Wheat is a staple food of North Indian cuisine and also eaten in some other parts of India for generations. It becomes a harsh reality and difficult to believe for an Indian. Is there any way out? What are the possible reasons for such increase in numbers of celiac patients? OFFDHOOK tries to find out more from Professor B.S.Ramakrishna, Director, Gastroenterology at SRM Institutes for Medical Science, Chennai.

 He gives us three possible reasons responsible for this increase in numbers, specifically in North India.

(1) The quantity of wheat people have been eating (per capita consumption) has probably increased since the time of Independence. Prior to that, in British India, food was not so easily available and there were even famines in the first part of the 20th century.

(2) The type of wheat that is being grown may also have something to do with this. Wheat grown in Ancient India and in most of the world including Europe two centuries ago was diploid or Tetraploid wheat. One of these varieties is called “durum” wheat. On the other hand, many of the wheat varieties now being grown are Hexaploid wheat also called “New World” wheat, which was obtained by crossing diploid and Tetraploid wheat varieties to increase the yield of wheat crops. Hexaploid wheat is much more likely to cause celiac disease than Diploid wheat or Tetraploid wheat because of the gluten content.
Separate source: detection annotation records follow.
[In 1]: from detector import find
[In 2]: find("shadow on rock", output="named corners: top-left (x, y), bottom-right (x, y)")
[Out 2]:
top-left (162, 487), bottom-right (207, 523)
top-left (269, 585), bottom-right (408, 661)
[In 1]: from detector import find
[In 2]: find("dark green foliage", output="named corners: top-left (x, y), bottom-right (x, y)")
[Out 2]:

3) There is also a theory that people around the world are becoming more prone to allergies because of a reduction in the Infectious disease that used to be so common in the population 40-50 years ago. This lack of exposure to Infection is believed to lead to increased allergy – the so-called “Hygiene Hypothesis”.
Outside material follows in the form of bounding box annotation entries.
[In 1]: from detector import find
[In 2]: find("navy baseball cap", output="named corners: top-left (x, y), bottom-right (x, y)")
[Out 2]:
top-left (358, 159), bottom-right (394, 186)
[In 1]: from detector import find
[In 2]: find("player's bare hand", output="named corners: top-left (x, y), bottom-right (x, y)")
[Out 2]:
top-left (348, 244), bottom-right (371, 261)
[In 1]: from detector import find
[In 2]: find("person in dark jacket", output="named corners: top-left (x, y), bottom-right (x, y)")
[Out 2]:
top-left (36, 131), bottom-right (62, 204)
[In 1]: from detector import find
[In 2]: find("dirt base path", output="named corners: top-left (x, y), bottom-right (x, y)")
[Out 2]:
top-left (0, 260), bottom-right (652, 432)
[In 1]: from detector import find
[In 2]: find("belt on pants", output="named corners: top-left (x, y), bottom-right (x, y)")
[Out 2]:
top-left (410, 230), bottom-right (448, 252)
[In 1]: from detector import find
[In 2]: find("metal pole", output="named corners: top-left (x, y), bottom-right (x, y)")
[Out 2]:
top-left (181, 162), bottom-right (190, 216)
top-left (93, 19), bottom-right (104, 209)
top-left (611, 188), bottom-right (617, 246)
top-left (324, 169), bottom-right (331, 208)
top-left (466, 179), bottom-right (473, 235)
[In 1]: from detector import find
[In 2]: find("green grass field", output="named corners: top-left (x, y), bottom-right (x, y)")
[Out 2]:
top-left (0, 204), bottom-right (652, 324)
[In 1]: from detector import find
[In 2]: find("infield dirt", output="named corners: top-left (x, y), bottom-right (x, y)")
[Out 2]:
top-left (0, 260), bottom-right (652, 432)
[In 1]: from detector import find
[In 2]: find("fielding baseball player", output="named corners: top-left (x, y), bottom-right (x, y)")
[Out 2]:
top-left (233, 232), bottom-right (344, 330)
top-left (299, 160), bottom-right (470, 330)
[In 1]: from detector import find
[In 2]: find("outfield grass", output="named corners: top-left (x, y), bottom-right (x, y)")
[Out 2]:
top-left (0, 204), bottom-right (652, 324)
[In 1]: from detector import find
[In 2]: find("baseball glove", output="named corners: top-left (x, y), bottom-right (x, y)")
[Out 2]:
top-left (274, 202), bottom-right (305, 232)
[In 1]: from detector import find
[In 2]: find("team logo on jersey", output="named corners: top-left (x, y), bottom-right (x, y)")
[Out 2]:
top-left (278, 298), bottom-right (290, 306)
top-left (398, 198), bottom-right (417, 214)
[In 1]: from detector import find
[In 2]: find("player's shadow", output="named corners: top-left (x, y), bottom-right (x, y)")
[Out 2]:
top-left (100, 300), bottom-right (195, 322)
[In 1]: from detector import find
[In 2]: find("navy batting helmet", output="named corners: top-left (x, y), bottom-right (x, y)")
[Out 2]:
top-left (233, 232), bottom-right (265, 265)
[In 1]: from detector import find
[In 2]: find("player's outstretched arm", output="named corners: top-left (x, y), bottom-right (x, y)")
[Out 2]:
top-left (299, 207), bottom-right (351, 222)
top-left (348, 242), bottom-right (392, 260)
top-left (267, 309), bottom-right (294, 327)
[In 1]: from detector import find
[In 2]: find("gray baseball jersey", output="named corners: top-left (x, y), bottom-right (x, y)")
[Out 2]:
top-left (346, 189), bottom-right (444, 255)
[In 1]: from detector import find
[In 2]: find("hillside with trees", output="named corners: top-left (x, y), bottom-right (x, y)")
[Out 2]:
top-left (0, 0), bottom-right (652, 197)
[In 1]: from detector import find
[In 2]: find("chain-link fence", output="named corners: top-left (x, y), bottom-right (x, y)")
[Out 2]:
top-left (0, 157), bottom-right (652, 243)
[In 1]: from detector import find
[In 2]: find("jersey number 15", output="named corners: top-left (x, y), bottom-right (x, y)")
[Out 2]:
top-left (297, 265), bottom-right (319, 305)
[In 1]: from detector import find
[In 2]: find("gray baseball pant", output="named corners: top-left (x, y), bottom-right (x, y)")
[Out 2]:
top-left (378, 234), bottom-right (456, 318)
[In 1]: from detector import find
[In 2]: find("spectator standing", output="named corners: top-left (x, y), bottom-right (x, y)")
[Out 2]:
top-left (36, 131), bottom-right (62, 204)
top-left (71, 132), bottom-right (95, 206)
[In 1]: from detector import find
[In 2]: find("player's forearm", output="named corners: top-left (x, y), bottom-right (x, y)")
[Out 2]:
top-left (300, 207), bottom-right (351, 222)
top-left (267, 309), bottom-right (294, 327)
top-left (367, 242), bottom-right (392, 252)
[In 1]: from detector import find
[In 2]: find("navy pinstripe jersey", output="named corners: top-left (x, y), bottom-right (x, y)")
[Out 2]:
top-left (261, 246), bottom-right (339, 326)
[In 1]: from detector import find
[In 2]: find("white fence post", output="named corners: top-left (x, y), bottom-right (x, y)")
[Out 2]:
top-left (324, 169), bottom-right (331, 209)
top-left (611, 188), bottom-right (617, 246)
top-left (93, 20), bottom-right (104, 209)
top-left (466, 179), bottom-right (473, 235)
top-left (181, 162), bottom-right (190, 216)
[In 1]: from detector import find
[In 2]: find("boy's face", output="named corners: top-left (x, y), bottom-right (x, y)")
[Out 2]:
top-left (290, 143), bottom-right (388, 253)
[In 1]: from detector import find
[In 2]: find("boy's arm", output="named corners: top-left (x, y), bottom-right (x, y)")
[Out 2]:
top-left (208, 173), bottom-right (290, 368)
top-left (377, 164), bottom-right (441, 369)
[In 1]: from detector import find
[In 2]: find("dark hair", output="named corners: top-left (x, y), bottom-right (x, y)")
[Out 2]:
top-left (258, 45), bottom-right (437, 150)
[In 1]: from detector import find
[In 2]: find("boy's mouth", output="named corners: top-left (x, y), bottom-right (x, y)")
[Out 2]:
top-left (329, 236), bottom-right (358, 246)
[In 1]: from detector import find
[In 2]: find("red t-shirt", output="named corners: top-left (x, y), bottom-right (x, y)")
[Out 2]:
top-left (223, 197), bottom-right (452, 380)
 So is there a way to stop these growing numbers? Also, is the Medical Fraternity trying to find a permanent solution or treatment to curb this lifelong disease? Is there any ray of hope?

 “The only way to stop the growing numbers is to identify why the numbers are growing. At a population level this could involve changing the kind of wheat that is grown or eaten; it could involve eating less wheat and adding other cereals to the diet. There is evidence that the total amount of gluten eaten per day over a long period of time is important in leading to celiac disease if one is predisposed to this” says Prof. Ramakrishna. He also added that “ The Medical Fraternity generally feels that giving up wheat is a better option than taking steroids lifelong. Efforts to find simple ways are ongoing because of the magnitude of the problem in the Western world”.